Parental over involvement

The number one mistake that is made during this process is parental over-involvement. If the parent is the one contacting coaches, or setting up weekend visits, handling all communication on their child’s behalf, coaches could assume that the player is either irresponsible or the parent is a control freak. Either way, the coach may shy away from that player. It is important for the player to take responsibility for the process and for the parent to be there for guidance and support. Parents can take the lead regrading financial aid and scholarship issues but that’s it! Coaches do NOT want to deal with parents, they want to work with the players.

Mistake #4

Under-estimating importance of initial visit…look sharp and beware of your Parent-child dynamic

The initial visit a recruit takes to a college is important in making a positive first appearance. Players often make mistakes in presenting themselves in the best possible light. Players should wear khakis and polo shirts and have everything tucked in. Baggy pants and sweatshirts give the appearance of someone who doesn’t take care of themselves and this sends a negative message to the coach.
Also coaches are watching for the dynamics between parents and their child during these meetings. If the child rolls their eyes or is disrespectful towards their parents, this sends a message to the coach that the player will be disrespectful towards them.
During the visit the players need to be on their best behavior and stay with their host. There are all sorts of stories of recruits being separated during parties and other functions. Nothing good will come of a 16 year old alone on a college campus.

Mistake #5

Lax (the sport) is the #1 reason to go to a college

Lax should be #4 or #5 on the list of reasons to go to a particular school. What if the college doesn’t have your major? The campus isn’t to your liking? Perhaps it is too close or too far away? Is it OK for a player to turn down an offer from a top 10 ranked school and go to a smaller lower ranked school? Will you ever play at that school? Is the ego trip of telling everyone that you’re going to a top 10 school worth the chance of not having a phenomenal experience?

Mistake #6

Expect a lot of scholarship $

A fully funded D1 program has 12.6 scholarships available.

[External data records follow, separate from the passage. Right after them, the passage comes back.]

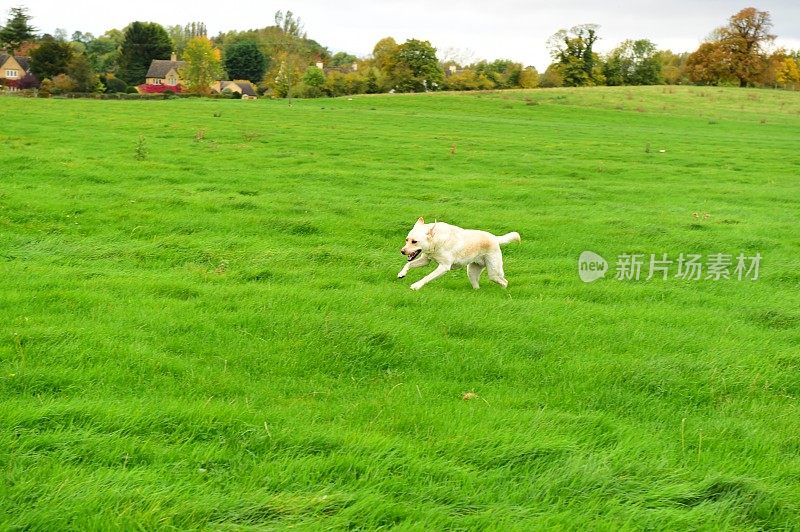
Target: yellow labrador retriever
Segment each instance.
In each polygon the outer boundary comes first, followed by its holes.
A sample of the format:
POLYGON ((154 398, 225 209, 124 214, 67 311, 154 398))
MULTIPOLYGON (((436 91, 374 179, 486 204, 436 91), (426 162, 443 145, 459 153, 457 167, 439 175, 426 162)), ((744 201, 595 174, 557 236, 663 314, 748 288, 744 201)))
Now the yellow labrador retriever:
POLYGON ((484 268, 489 272, 489 280, 505 288, 508 281, 503 273, 500 246, 519 240, 519 233, 516 231, 495 236, 486 231, 462 229, 444 222, 426 224, 420 218, 408 233, 406 245, 400 250, 408 259, 397 277, 402 279, 411 268, 420 268, 433 260, 439 266, 412 284, 412 290, 419 290, 452 268, 462 266, 467 267, 467 277, 472 288, 480 288, 478 279, 484 268))

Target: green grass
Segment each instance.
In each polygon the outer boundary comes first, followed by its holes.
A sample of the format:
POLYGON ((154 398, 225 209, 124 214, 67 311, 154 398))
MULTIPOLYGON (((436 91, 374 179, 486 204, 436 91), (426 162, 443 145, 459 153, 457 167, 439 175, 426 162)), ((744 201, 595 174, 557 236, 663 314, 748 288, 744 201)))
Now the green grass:
POLYGON ((0 104, 0 528, 800 522, 800 93, 0 104))

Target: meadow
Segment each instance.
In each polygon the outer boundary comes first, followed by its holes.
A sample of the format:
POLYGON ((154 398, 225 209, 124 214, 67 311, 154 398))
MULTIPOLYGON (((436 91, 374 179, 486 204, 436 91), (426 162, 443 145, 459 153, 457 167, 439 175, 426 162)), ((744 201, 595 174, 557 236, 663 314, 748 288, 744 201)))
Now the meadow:
POLYGON ((800 93, 0 105, 0 529, 798 526, 800 93))

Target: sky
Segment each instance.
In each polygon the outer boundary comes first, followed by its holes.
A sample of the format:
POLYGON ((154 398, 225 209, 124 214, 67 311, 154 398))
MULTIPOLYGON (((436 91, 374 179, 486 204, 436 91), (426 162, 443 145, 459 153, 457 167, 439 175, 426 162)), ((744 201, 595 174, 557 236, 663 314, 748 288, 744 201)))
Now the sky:
POLYGON ((213 36, 270 26, 275 11, 290 10, 300 17, 308 37, 332 52, 365 57, 384 37, 398 42, 416 38, 430 41, 440 59, 512 59, 539 71, 550 63, 547 39, 561 28, 599 24, 598 52, 607 52, 625 39, 640 38, 650 39, 660 49, 691 52, 728 17, 752 5, 772 15, 776 45, 800 49, 798 0, 757 4, 746 0, 0 0, 0 19, 5 20, 5 13, 18 5, 28 8, 40 32, 63 28, 68 35, 76 30, 101 35, 141 20, 164 26, 205 22, 213 36))

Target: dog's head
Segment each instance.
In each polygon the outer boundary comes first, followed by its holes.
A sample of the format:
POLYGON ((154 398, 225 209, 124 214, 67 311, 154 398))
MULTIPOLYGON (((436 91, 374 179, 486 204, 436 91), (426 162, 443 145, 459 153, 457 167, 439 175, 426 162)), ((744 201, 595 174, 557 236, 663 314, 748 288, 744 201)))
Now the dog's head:
POLYGON ((431 248, 431 240, 433 239, 433 227, 436 224, 426 224, 425 220, 420 218, 411 231, 408 232, 406 237, 406 245, 400 250, 400 253, 408 257, 408 261, 419 257, 431 248))

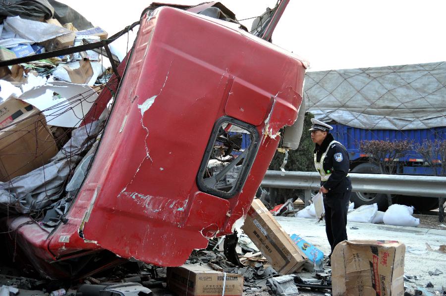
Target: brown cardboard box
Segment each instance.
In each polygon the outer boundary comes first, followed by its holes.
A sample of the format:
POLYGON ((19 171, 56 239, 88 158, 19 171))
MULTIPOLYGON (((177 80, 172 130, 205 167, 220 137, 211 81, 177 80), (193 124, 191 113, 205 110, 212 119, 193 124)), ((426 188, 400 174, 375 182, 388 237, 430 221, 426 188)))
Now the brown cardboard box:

Most recruits will therefore be offered a quarter or half scholarship at most. If the  tuition is $50,000, even with the athletic scholarship, families will be left funding the rest. If you hear of families explaining that they got a full lacrosse scholarship, just laugh at them. Maybe they’re combining all of the financial aid into their “scholarship” offer. This makes them sound good and reflects how awesome their kid is. Chances are it is a combined scholarship and financial aid package.

Mistake #7

Freshmen Grades and academic record

With the recruiting process starting younger and younger, the grades during the freshmen year are becoming more important. Too often, players use their freshmen year as a transition year and think that these grades won’t carry forward to affect them. Since many colleges are looking at rising sophomores now in this accelerated process, the only grades they have to measure are the freshmen year. If these are poor, chances are the colleges may pass the player over.

Mistake #8

Coaches talk with each other

The coaching fraternity is a very tight knot group. Many of the coaches are best friends or hold recruiting camps together or spend many long and hot days sitting together watching lacrosse games. Coaches talk and share stories about all of the recruits. If something happens during one of your college visits, it will surely get around to the other coaches. If something happens off-field at your HS, it will get around. Lacrosse is a very small world and news travels fast.